The 5th of Nisan is the Yahrtzeit of Rav Avraham Yehoshua Heshel of Apt, the Ohev Yisrael. The Apter told the following tale: Once a Jew came to a village to purchase grain. The Countess who owned the town was a widow. Meeting the Jew, who was of handsome countenance and form, she fell deeply in love with him. She persuaded him to divorce his wife, become a Christian and marry her. The Jew succumbed to the temptation, and his Christian wife gave him the title of Count.

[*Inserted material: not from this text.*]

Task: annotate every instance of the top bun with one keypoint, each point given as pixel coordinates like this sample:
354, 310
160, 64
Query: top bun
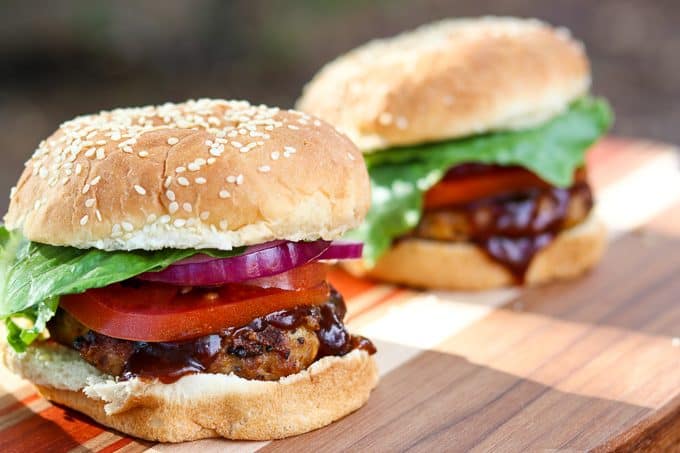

A few years later when the nobility were assembled in the capital to sit in the Sejm, (The Polish Senate), one nobleman declared that a Christian girl had disappeared in his town, and he accused the Jews of having killed her for ritual purposes. Other noblemen added similar tales and affirmed that Christian blood was in constant demand that the ceremonies of Jews. The King became enraged and issued an edict that all the Jews be banished from Poland. According to the Polish Constitution, every edict had to be signed by all members of the Sejm in addition to the King. If there was a single dissenter, the edict was nullified.

The former Jew, one of the members of the Sejm, now that he was officially a Count, placed his veto on the decree, stating that the “Blood Accusation” was entirely without foundation in fact, notwithstanding the manifold repetitions of the accusation throughout the centuries, and despite the fact that the alleged victims had been canonized by the popes. The edict was destroyed, and the King vigorously reprimanded the nobleman who had brought the accusation.

Since one precept, when performed draws another in its train (Avot 4:2),” it transpired that the Jewish Count repented of his life as a Christian. He consulted a Rabbi, escaped to Amsterdam, and commenced to lead the Jewish life anew. Soon after this event the Countess died; the penitent remarried his Jewish wife, and henceforth lived as a pious and loyal Jew. (P’eir Yisrael, page 7)

The Wicked Child’s question indicates some level of participation; he is doing a Mitzvah, and, “one precept, when performed draws another in its train,” so this is an opportunity to guide him in performing another positive action.

iPray-iThank-Morning Blessings: We recite a long series of blessings. Approach each as a Mitzvah that is following the preceding blessing.